Relacja z podróży do Nowej Zelandii i na Wyspy Cook’a. Dzień 21 wyprawy – Rarotonga, Wyspy Cook’a.
Dzień 21, Rarotonga, Wyspy Cook’a
Czas na wyspie płynie powoli, nikt z tutejszych mieszkańców nie wygląda, jakby się spieszył. Ten rytm bardzo nam się podoba.
Nasze telefony zostają w domu. I tak nie ma z nich pożytku ze względu na brak sieci oraz ogólnodostępnego internetu. Będziemy mieli okazję wyciszyć się na kilka dni.
Cały dzisiejszy dzień spędzamy na plaży, wychodząc jedynie coś zjeść do pobliskiej budki z burgerami. Po drodze na plażę zbieramy kilka lekko dojrzałych marakui, które rosną na płotach 🙂
Na plaży nie ma zbyt wiele osób. Słońce grzeje bardzo mocno, a woda w lagunie ma aż 28 stopni!
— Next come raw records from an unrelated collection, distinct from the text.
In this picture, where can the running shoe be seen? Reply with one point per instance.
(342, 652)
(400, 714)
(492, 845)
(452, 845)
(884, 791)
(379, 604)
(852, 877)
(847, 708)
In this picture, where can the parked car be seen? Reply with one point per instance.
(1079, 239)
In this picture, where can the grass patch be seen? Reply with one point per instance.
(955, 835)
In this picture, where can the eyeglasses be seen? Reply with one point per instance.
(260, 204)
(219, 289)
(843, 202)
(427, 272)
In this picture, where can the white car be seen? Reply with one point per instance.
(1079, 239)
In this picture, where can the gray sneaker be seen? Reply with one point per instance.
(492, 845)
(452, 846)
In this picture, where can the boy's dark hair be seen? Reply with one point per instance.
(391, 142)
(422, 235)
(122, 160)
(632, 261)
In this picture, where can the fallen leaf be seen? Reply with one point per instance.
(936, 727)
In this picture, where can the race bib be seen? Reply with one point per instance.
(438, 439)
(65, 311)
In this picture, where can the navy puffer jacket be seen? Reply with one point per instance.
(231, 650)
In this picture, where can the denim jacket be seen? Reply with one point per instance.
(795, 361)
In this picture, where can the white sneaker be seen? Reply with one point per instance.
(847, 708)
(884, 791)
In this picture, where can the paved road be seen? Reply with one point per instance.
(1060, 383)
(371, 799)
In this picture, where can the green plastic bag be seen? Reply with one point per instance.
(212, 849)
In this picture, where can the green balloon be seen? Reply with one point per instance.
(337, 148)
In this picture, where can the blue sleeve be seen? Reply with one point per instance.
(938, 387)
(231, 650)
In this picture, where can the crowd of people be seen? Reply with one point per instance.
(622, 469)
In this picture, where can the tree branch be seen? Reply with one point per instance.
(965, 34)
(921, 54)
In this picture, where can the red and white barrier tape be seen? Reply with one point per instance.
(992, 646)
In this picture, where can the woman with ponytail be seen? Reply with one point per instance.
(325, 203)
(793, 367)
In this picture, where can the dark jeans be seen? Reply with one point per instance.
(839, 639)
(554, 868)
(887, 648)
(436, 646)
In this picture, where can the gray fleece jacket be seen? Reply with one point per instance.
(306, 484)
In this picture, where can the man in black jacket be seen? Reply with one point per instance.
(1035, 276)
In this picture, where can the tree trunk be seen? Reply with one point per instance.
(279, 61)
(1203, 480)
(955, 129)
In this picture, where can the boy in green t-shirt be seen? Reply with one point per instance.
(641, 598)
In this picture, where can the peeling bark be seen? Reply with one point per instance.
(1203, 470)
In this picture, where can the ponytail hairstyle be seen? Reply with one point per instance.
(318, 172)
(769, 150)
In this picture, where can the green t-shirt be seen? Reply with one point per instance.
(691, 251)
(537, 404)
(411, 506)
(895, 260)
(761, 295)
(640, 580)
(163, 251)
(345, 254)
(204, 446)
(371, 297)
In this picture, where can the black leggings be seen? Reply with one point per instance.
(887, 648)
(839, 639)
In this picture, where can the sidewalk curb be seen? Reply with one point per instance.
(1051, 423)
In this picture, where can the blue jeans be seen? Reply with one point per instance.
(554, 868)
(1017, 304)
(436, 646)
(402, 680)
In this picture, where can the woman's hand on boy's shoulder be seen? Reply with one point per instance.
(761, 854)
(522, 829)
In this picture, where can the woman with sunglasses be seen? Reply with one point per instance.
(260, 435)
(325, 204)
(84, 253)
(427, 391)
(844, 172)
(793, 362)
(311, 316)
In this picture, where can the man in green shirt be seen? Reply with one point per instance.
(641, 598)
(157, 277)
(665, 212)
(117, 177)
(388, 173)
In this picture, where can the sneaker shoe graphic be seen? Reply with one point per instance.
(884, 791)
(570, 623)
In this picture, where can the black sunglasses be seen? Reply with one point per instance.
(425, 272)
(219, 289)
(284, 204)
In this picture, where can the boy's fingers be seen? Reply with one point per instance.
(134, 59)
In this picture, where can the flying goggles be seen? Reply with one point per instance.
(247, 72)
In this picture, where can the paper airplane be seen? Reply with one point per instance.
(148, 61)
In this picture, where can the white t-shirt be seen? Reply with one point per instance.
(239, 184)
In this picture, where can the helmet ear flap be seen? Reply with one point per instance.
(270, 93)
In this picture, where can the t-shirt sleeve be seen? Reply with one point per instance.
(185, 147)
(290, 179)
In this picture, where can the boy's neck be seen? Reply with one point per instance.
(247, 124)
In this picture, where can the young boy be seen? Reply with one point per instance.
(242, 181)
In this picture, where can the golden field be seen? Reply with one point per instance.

Przed wyjściem bierzemy maski do nurkowania, które mieliśmy do dyspozycji w domu.
Nurkujemy i oglądamy podmorskie życie, jest bardzo ciekawe, choć ciężko to uchwycić na zdjęciach.
Obserwujemy kolorowe ryby, koralowce, a nawet wielką niebieską rozgwiazdę.
Ruch na wyspie jest raczej niewielki. Wszystkie samochody na Wyspach Cook’a posiadają rejestrację z tradycyjnym maorystkim przywitaniem „Kia Orana”, co w tłumaczeniu oznacza „May you live long” lub „Żyj długo!”.
Każda spotkana osoba wita się właśnie tą formułą. Co ciekawe zupełnie nie czujemy się tutaj jak turyści. Może ze względu na spokój panujący na Rarotondze, zupełnie odmienny od typowych turystycznych resortów, może dzięki mieszkańcom, którzy odnoszą się do każdego z szacunkiem i szczerze witają przyjezdnych, służą pomocą i nie próbują na siłę zaoferować swoich usług. Myślę, że wszystko po trochu składa się na niezwykły charakter wyspy.
W naszym domu mamy towarzyszy. Pod wieczór pojawiają się chodzące po ścianach lękliwe jaszczurki.
Wchodzą szczelinami pomiędzy drzwiami i oknami i co pewien czas wydają piskliwe dźwięki.